BT

Facilitating the Spread of Knowledge and Innovation in Professional Software Development

Write for InfoQ

Topics

Choose your language

InfoQ Homepage Articles Debugging Distributed Systems: Q&A with the “Squash” Microservice Debugger Creator Idit Levine

Debugging Distributed Systems: Q&A with the “Squash” Microservice Debugger Creator Idit Levine

Key Takeaways

  • The ability to monitor and debug an application is important during development and in production. Debugging a microservice-based application is more challenging than debugging a monolithic application, as it is difficult to attach a native debugger to multiple processes that communicate across a network.
  • Currently the best approach to debugging microservices relies on obtaining a trace of all transactions and dependencies using tools that, for example, implements the OpenTracing API standard. These tools capture timing, events, and tags, and collect the associated data out-of-band (asynchronously).
  • OpenTracing tools are very powerful, but they have limitations and gaps. Since logging the state of the application during runtime can be expensive and result in performance overhead, one needs to limit the amount of collected information. 
  • Squash in an open source microservice debugging tool that orchestrates run-time debuggers attached to microservices (running within containers deployed onto IaaS or CIaaS), and provides familiar features like setting breakpoints, stepping through the code, viewing and modifying variables etc
  • We should aspire to provide distributed applications the same level of observability and control that is available for monolithic applications.
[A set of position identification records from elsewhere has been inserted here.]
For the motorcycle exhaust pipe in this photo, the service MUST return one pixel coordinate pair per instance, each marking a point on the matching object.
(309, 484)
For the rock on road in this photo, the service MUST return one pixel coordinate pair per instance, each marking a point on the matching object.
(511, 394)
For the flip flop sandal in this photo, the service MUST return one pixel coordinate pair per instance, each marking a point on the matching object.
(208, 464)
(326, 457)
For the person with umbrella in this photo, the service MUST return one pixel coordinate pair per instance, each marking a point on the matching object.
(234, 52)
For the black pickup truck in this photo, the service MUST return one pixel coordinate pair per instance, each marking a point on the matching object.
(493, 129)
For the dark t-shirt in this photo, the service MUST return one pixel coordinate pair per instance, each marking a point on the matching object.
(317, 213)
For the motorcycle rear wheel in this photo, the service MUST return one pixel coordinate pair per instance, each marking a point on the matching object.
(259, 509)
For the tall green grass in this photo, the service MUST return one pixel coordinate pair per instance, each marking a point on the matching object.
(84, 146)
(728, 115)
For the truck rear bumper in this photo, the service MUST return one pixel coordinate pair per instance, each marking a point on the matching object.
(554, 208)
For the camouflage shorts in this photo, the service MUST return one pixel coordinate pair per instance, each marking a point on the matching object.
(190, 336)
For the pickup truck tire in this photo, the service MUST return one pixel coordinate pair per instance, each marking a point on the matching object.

A service mesh may be the future best point of integration for such observation, for example, logging, tracing and in-process debugging
     

InfoQ recently sat down with Idit Levine, CEO of solo.io and creator of the new open source “Squash” microservices debugger, and discussed the challenges of observing and debugging distributed systems and applications.

InfoQ: Hi Idit, and welcome to InfoQ! Could you introduce yourself, and discuss a little about your latest venture solo.io please?

Levine: Hi Daniel, thank you for having me. I am the founder and CEO of solo.io, whose general mission is to streamline the cloud stack. I’ve been in the cloud management space for 12 years, since I’ve joined DynamicOps (the developer of vCAC, later acquired by VMware) as one of its first employees.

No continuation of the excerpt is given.